Puddle Jumping is such an underhyped novel. Considering how much people love books such as Everything, Everything (which in my opinion is far from as good as Puddle Jumping) I find it surprising that not many have picked up this one. Maybe it’s because it is self-published. Having said that, I genuinely believe so many people would enjoy this novel if they were just exposed to it. It isn’t a perfect book, of course, but it attempts do something and the way I see it, it full-heartedly achieves that goal. In the prologue, Lily makes us a promise and the story delivers it.
Basically, this is a 130-page book told from the point of view of a girl writing about her experiences falling in love with a boy who has Asperger syndrome. That’s it. There is nothing more, and yet, there is so much more.
The book’s length worried me; I wasn’t sure if Amber L. Johnson would really be able to deliver a fully fleshed out story with character development in such a small amount of space. Fortunately, I was proven wrong. It might not be a long novel but it doesn’t have to be. It expresses everything that has to be expressed and leaves you completely satisfied. The way the story is told seems effortless and you will find yourself flying through the pages and reading it in a single sitting.

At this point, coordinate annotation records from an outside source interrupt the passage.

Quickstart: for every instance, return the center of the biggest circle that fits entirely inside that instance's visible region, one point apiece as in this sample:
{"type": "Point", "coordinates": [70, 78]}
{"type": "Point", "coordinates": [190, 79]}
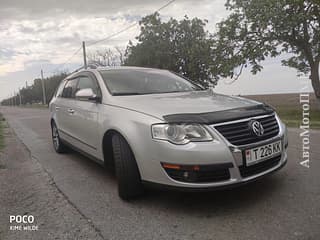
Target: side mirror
{"type": "Point", "coordinates": [87, 94]}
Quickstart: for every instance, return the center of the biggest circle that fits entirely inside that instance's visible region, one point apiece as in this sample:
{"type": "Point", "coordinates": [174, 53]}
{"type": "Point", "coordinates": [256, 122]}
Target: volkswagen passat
{"type": "Point", "coordinates": [156, 127]}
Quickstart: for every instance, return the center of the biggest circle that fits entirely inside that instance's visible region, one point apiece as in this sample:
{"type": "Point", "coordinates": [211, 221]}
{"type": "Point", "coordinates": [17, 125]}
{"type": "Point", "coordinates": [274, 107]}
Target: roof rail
{"type": "Point", "coordinates": [93, 65]}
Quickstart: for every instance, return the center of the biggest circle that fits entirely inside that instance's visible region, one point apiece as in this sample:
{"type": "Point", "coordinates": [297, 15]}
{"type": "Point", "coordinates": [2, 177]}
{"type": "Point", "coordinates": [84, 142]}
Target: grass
{"type": "Point", "coordinates": [1, 132]}
{"type": "Point", "coordinates": [38, 106]}
{"type": "Point", "coordinates": [292, 116]}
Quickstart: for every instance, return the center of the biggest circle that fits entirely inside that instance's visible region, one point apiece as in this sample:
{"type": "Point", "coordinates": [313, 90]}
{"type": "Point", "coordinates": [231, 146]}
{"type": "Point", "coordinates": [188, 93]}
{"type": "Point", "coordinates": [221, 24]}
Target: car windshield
{"type": "Point", "coordinates": [145, 81]}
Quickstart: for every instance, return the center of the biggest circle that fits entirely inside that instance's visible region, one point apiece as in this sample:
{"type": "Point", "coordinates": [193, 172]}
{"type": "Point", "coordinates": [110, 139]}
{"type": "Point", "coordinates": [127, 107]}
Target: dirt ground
{"type": "Point", "coordinates": [26, 189]}
{"type": "Point", "coordinates": [290, 99]}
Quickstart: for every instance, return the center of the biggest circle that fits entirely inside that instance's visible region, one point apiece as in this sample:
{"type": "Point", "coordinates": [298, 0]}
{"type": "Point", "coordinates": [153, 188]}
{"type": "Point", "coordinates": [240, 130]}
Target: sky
{"type": "Point", "coordinates": [44, 34]}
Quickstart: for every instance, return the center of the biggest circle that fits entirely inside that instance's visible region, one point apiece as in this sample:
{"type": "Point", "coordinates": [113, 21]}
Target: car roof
{"type": "Point", "coordinates": [93, 68]}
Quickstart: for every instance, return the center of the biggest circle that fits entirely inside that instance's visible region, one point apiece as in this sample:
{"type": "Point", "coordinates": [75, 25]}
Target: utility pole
{"type": "Point", "coordinates": [84, 55]}
{"type": "Point", "coordinates": [43, 89]}
{"type": "Point", "coordinates": [19, 97]}
{"type": "Point", "coordinates": [14, 99]}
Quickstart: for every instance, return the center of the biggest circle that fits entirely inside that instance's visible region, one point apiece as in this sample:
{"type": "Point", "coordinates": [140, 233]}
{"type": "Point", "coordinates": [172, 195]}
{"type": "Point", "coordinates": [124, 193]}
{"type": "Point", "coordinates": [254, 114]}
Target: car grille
{"type": "Point", "coordinates": [240, 133]}
{"type": "Point", "coordinates": [205, 175]}
{"type": "Point", "coordinates": [247, 171]}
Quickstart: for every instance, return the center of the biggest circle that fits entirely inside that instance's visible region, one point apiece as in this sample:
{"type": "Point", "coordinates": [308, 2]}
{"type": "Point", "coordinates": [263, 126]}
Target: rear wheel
{"type": "Point", "coordinates": [127, 172]}
{"type": "Point", "coordinates": [59, 146]}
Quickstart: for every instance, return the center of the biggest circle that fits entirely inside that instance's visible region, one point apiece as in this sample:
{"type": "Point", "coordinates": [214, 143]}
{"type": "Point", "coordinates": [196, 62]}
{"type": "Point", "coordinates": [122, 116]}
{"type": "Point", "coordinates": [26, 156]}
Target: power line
{"type": "Point", "coordinates": [68, 60]}
{"type": "Point", "coordinates": [127, 28]}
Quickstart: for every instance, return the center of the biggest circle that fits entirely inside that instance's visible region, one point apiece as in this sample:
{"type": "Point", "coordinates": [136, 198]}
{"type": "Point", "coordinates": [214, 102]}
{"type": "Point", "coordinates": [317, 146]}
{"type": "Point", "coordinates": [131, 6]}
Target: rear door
{"type": "Point", "coordinates": [66, 111]}
{"type": "Point", "coordinates": [86, 113]}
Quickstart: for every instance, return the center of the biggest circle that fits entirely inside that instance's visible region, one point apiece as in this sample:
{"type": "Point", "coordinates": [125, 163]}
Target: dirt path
{"type": "Point", "coordinates": [26, 189]}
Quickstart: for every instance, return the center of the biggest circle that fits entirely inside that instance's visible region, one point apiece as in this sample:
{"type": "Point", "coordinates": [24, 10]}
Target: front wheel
{"type": "Point", "coordinates": [59, 146]}
{"type": "Point", "coordinates": [127, 172]}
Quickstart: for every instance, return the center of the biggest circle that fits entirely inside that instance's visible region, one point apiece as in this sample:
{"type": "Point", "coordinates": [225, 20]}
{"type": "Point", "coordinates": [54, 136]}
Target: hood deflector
{"type": "Point", "coordinates": [219, 116]}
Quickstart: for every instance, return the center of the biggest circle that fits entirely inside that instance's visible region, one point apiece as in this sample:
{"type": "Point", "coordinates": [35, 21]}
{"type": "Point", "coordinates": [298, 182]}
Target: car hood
{"type": "Point", "coordinates": [160, 105]}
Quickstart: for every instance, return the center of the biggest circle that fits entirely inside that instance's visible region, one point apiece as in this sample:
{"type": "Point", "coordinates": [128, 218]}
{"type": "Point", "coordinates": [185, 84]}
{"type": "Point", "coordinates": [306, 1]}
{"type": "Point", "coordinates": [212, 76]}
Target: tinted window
{"type": "Point", "coordinates": [69, 89]}
{"type": "Point", "coordinates": [87, 82]}
{"type": "Point", "coordinates": [60, 88]}
{"type": "Point", "coordinates": [145, 81]}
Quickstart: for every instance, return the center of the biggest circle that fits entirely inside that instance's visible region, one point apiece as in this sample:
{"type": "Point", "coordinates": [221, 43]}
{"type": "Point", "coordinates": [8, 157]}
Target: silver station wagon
{"type": "Point", "coordinates": [158, 128]}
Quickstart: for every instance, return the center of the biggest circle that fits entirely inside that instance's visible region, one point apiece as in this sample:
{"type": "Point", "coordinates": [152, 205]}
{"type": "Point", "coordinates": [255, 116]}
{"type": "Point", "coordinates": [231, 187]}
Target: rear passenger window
{"type": "Point", "coordinates": [58, 92]}
{"type": "Point", "coordinates": [69, 89]}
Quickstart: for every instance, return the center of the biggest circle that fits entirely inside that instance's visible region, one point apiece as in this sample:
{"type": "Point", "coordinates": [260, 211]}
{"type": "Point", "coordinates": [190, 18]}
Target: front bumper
{"type": "Point", "coordinates": [218, 152]}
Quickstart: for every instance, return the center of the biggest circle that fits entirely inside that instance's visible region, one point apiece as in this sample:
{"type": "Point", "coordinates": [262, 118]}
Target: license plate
{"type": "Point", "coordinates": [258, 154]}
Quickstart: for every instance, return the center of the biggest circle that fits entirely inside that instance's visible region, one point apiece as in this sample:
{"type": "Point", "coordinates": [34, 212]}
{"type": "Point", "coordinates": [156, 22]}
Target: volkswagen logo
{"type": "Point", "coordinates": [257, 128]}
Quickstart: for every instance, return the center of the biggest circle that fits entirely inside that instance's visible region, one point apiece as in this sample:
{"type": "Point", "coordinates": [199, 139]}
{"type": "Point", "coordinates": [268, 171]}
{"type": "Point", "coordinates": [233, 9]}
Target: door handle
{"type": "Point", "coordinates": [71, 111]}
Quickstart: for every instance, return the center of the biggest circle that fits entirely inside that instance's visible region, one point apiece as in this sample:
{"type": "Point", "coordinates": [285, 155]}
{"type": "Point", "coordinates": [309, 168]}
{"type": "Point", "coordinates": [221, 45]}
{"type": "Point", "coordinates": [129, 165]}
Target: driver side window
{"type": "Point", "coordinates": [87, 82]}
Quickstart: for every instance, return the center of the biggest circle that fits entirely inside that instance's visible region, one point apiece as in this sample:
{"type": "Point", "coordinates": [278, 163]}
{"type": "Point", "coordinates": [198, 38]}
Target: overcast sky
{"type": "Point", "coordinates": [43, 34]}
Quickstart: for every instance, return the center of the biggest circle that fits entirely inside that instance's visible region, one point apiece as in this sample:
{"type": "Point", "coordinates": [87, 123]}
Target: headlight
{"type": "Point", "coordinates": [180, 133]}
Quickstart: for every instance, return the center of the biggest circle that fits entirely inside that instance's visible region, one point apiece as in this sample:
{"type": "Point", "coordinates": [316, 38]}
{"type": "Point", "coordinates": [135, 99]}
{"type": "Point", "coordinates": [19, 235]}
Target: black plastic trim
{"type": "Point", "coordinates": [207, 189]}
{"type": "Point", "coordinates": [219, 116]}
{"type": "Point", "coordinates": [77, 139]}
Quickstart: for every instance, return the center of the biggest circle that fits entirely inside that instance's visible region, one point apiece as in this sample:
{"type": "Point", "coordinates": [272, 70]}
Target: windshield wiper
{"type": "Point", "coordinates": [125, 93]}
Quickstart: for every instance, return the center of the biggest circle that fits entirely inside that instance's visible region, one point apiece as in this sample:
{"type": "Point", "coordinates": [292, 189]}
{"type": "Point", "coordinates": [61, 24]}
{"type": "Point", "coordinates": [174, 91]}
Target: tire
{"type": "Point", "coordinates": [127, 172]}
{"type": "Point", "coordinates": [58, 145]}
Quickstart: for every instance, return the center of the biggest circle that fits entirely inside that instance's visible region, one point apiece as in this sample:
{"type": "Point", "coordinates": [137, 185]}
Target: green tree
{"type": "Point", "coordinates": [258, 29]}
{"type": "Point", "coordinates": [181, 46]}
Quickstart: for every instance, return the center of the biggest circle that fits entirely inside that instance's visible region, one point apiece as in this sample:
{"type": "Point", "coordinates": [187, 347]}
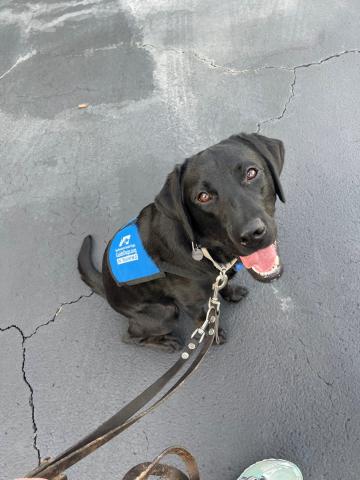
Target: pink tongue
{"type": "Point", "coordinates": [262, 260]}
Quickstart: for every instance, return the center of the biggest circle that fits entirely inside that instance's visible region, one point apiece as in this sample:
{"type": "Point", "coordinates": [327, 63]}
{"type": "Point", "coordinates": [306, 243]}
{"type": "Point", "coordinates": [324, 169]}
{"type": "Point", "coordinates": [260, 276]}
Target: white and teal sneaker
{"type": "Point", "coordinates": [272, 469]}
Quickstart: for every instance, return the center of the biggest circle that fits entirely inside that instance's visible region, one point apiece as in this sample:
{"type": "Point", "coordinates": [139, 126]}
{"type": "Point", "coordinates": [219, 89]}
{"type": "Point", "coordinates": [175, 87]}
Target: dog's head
{"type": "Point", "coordinates": [225, 199]}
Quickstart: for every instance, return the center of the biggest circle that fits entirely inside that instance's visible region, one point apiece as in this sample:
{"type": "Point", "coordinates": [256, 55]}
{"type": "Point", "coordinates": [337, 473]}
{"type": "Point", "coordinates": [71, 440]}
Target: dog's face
{"type": "Point", "coordinates": [226, 197]}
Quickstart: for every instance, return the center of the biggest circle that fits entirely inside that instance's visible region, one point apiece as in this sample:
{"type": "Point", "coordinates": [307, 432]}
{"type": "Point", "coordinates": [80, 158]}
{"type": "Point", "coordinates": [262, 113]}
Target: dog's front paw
{"type": "Point", "coordinates": [234, 293]}
{"type": "Point", "coordinates": [170, 343]}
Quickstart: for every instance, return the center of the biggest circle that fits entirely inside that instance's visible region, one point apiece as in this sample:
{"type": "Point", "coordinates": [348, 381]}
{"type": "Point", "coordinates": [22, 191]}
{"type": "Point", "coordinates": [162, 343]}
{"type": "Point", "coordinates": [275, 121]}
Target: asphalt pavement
{"type": "Point", "coordinates": [162, 80]}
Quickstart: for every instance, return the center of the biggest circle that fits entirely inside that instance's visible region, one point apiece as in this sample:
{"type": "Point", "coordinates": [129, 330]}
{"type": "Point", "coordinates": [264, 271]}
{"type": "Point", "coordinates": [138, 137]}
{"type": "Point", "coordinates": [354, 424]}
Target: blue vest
{"type": "Point", "coordinates": [128, 260]}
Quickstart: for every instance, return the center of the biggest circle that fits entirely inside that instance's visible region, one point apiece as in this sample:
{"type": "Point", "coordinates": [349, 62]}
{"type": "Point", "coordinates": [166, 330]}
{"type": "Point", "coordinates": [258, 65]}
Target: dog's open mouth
{"type": "Point", "coordinates": [264, 265]}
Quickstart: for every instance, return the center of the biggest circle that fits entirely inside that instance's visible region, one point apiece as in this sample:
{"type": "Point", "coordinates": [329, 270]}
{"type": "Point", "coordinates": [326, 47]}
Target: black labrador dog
{"type": "Point", "coordinates": [222, 198]}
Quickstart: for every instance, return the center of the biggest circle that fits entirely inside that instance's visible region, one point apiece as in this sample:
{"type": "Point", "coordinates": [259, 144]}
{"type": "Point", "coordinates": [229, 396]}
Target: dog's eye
{"type": "Point", "coordinates": [251, 173]}
{"type": "Point", "coordinates": [204, 197]}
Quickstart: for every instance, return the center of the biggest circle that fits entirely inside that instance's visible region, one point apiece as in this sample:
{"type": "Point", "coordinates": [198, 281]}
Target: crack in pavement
{"type": "Point", "coordinates": [327, 382]}
{"type": "Point", "coordinates": [23, 366]}
{"type": "Point", "coordinates": [21, 59]}
{"type": "Point", "coordinates": [293, 83]}
{"type": "Point", "coordinates": [53, 318]}
{"type": "Point", "coordinates": [30, 388]}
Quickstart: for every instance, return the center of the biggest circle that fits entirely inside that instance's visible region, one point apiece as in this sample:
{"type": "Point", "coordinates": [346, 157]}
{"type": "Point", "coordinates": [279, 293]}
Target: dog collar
{"type": "Point", "coordinates": [198, 253]}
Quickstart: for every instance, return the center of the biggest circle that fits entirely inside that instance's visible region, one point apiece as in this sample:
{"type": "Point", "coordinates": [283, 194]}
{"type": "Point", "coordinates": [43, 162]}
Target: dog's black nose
{"type": "Point", "coordinates": [253, 232]}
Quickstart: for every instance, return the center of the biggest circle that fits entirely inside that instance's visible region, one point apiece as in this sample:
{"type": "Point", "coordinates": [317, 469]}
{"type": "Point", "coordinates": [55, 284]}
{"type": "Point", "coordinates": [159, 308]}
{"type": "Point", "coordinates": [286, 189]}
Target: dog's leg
{"type": "Point", "coordinates": [154, 327]}
{"type": "Point", "coordinates": [233, 293]}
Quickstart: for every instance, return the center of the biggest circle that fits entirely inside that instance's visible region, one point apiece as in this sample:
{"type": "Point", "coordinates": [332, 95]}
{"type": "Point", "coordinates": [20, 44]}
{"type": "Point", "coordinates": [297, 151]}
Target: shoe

I loved the characters, all of them. Lilly was very real and relatable, but what I loved most was that she told the story from a close future, meaning we heard the voice of someone who had already matured a great deal and was probably wise beyond her years. This way, I never got frustrated or annoyed when she did something silly, instead, I fully appreciated said silliness because it’s just part of being a teenager (or a human being, for that matter). The loyalty and open-mindedness she shows throughout the novella was wonderful and all I wanted was for her to get the happy ending she deserved.
Maybe if we stopped trying to achieve movie standards of greatness, we’d be happy with what we have.
Colton was great. The author managed to make him realistic (though I will admit that I don’t know anybody with Asperger’s personally and can thus not fully give a testament to the realism) and lovable. His passion for art and total honesty made him alive and I could understand why Lilly felt the way she did.
I think what I loved most about the story though, was the lack of drama. Amber L. Johnson took one issue – Asperger syndrome – and focused on that instead of adding in hundreds of other issues and dramatic events to make the book more interesting (as so many contemporary authors seem to do nowadays). This resulted in a novella that was very respectful in every regard and made me completely comfortable reading it.
Also, there is no slut-shaming, the female friendship in this novel was great and actually important and parents were supportive. This book proves how easy it can be to avoid my pet peeves if you just don’t try too hard to create unnecessary drama.
The writing flowed well though it wasn’t my favourite. Very conversational in tone and quite youthful but with some great quotes nevertheless.
Puddle Jumping is a heart-warming novella that will make you feel good about life. I recommend it to all lovers of YA contemporary; it’s such a quick read you will breeze through in a day with many things to appreciate.